Le médecin remonte en pressant le long de la cuisse, couverte d'un large tatouage noir. Lorsqu'il arrive juste sous la fesse, le blessé se tort en grognant de douleur. "Relax, relax", lui dit-il.
Sa blessure à la jambe gauche, notamment, inquiète le docteur Oleksandr Chtcherbyna, le directeur de l'hôpital. "Il va s'en sortir", dit-il, "mais on va tenter de lui éviter l'amputation".
Posé dans un écrin de verdure du nord de Kiev, le grand bâtiment rectangulaire peint de bleu ciel et blanc est un des hôpitaux publics les plus proches du front de Bucha, d'où s'échappent des bruits d’explosion sourds et réguliers, d'artillerie lourde apparemment.
- "Ils nous ont arrosés" -
Dans une autre chambre sont étendus quatre autres soldats ukrainiens torse nu, eux aussi blessés à Bucha.
"On était en reconnaissance" et "on est tombés sur une colonne ennemie qui avait fait une percée sans qu'on la voie", explique le soldat Motyka, 29 ans.
"On les a combattus et tué leurs soldats à pied, mais ils nous ont arrosés avec des tirs de mortier", dit-il. Pilonné, le bataillon ukrainien a dû battre en retraite, symbole du déséquilibre des forces, largement à l'avantage des Russes. "Ils nous encerclaient", justifie Motyka. Mais la pluie de mortiers n'a pas cessé pour autant.
"Plusieurs de nos hommes ont été tués, dont un commandant de mon unité, qui nous a couverts" et s'est sacrifié, poursuit-il.
Lui a été touché par un éclat au flanc droit, et son camarade, le soldat Kravtchenko, 25 ans, allongé sur le lit d'à côté, à l'épaule.
L'Ukraine n'a jusqu'ici donné aucune indication de ses pertes militaires, évoquant juste 350 civils tués. Moscou a de son côté affirmé mercredi avoir perdu 498 soldats dans l'offensive.
Motyka et Kravtchenko ont des yeux bleus, un corps athlétique et un visage jeune et avenant. Mais également des tatouages noirs et virils - entre tête de mort et signes ultranationalistes - qui trahissent leur appartenance au controversé bataillon Azov.
- "Ni racistes ni nazis" -
Ce régiment, formé en 2014 de volontaires ukrainiens et étrangers venus combattre aux côtés de l'armée régulière les séparatistes prorusses dans l'est du pays, est réputé âpre au combat.

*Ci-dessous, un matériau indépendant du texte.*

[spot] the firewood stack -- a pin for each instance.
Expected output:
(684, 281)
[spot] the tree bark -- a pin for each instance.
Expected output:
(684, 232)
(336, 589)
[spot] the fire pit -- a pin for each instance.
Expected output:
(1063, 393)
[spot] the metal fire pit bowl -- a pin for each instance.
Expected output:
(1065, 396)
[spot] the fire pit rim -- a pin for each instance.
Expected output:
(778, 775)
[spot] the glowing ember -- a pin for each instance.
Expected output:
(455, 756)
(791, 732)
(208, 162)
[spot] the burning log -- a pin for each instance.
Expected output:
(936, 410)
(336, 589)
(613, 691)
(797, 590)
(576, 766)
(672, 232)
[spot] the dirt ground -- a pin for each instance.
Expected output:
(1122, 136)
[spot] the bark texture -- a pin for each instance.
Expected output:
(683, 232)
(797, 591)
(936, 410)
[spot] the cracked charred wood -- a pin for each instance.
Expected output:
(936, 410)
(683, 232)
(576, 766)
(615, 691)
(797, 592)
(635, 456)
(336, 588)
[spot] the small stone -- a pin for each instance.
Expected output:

Officiellement intégré depuis aux forces gouvernementales ukrainiennes, il a été accusé par des ONG et experts occidentaux de graves exactions - détentions arbitraires, exécutions sommaires, tortures, et de compter en ses rangs des combattants néo-nazis.
Une sulfureuse réputation que le soldat Kravtchenko tient à démentir en bloc.
"N'ayez pas peur de nous, ne nous diabolisez pas ! Nous ne sommes ni racistes ni nazis! Le bataillon Azov rassemble des gens différents, de pays différents, et nous aimons nos alliés" occidentaux, clame-t-il.
Dès qu'ils seront sur pied, dans "quelques semaines" au plus tard, Motyka et Kravtchenko repartiront au combat. "Notre moral est au plus haut", clame le premier, en excluant toute défaite face aux Russes.
Dans le couloir, le docteur Chtcherbyna assure faire face au flot des blessés. "Avec le couvre-feu", dit-il, nous avons beaucoup moins de patients civils, nous avons juste ces quelques cas urgents".
Et après ? Le directeur de l'hôpital ravale sa salive. "Après, je ne sais pas ce qui va arriver", dit-il tristement, alors que les explosions continuent de se faire entendre depuis le font de Bucha.
Sur son lit, le soldat Oleksiï, lui, attend toujours de savoir s'il gardera ses deux jambes.
A l'entrée des urgences, une infirmière s'assoit sur une chaise pour prendre une pause, et se met à pleurer.